22 July 2008 – Another round of talks on the construction and implementation of the Inga projects has kicked off in Kinshasa, DRC this week.
Ministers from the Great Lakes region and other African countries will meet with partners of the Grand Inga project and discuss issues facing the project, which is estimated to cost US$80 billion.
The meeting will bring together partners from the World Ban, African Development Bank, European Investment Bank, NEPAD, JIFP and others who have pledged to provide finance for the project.
"The Grand Inga Talks will be a breakthrough to Africa’s power problems," said Ambassador Erastus Mwencha of the African Union (AU) Commission, in a statement.

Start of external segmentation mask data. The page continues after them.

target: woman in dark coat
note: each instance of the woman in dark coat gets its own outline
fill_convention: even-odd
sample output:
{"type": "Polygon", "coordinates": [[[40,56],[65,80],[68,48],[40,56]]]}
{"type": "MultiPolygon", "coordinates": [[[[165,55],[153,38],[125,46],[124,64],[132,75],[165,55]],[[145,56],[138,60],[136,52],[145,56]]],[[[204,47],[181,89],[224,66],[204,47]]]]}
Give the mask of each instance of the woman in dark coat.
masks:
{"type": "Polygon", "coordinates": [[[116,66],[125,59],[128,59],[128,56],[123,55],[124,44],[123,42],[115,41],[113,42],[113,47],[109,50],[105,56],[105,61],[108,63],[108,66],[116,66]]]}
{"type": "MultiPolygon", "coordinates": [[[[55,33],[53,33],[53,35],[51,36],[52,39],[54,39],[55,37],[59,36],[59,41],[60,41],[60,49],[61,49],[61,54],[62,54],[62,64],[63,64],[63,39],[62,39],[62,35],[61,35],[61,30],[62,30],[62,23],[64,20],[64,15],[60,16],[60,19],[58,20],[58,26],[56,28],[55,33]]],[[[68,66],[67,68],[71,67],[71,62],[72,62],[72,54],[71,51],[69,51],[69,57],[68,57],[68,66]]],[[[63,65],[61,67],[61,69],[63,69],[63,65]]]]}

This meeting is a follow up from a meeting which took place in London in April under the auspices of the World Energy Council (WEC). It is estimated that the Grand Inga project will generate twice as much as the Three Gorges project in China.
The Grand Inga Dam will be located on the Congo River close to the Inga 1 and Inga 2 sites.The project will boast over 50 turbines.

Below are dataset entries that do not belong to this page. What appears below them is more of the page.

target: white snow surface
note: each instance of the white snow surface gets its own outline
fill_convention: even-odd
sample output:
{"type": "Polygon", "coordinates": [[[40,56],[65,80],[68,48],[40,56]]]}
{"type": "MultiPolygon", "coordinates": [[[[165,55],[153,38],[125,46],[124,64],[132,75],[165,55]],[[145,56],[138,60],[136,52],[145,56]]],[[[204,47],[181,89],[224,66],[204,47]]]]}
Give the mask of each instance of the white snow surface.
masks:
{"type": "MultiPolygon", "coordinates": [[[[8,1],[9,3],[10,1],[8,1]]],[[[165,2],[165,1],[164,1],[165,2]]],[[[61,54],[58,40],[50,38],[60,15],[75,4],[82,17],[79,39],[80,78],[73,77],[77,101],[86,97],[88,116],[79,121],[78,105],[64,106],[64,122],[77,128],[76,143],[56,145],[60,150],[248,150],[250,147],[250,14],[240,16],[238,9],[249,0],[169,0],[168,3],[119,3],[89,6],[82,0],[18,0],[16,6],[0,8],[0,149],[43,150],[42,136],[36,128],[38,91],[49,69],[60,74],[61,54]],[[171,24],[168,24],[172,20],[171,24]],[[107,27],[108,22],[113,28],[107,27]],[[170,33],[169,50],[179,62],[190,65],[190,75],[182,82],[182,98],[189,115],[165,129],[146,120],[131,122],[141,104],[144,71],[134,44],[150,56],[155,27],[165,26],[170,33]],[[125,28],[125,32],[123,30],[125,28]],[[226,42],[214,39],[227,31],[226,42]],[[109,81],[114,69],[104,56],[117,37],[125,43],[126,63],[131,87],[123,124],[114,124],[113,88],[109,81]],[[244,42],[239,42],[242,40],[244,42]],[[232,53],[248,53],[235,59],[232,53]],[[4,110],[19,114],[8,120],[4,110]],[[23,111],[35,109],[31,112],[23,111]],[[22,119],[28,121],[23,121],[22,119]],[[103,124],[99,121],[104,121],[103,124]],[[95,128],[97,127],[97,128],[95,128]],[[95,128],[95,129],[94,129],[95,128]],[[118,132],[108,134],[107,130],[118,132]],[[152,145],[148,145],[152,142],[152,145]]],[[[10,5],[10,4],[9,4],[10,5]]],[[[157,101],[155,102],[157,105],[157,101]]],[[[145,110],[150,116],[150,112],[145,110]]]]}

Says Gerald Doucet, WEC secretary general, Grand Inga is the greatest sustainable development project.
"It’s much more feasible now than ever. There is a peace settlement in Congo, and economic and technical studies have all shown it is possible."
Environmentalists have warned that the project will most likely not benefit people at ‘grassroots’ level, citing the current situation, where of people living close to Inga I and II, only 6% have access to electricity. However, electricity from the current sites are being exported as far afield as Angola.
According to a UN source, the project can only be deemed a success if 70% of the people in Africa access electricity.
"As it stands, the project’s electricity won’t reach even a fraction of the continent’s 500 million people not yet connected to the grid. Building a distribution network that would actually light up Africa would increase the project’s cost exponentially. It would be very different if rural energy received the kind of commitment and attention now being lavished on Inga," remarked an International Rivers official, a watchdog group opposed to the Grand Inga project.
They have predicted the project will fail, that funds will be embezzled by corrupt officials and that Africa’s lack of technological expertise will hamper the project. Others, less pessimistic, have predicted the project will be the beginning of a new era in Africa.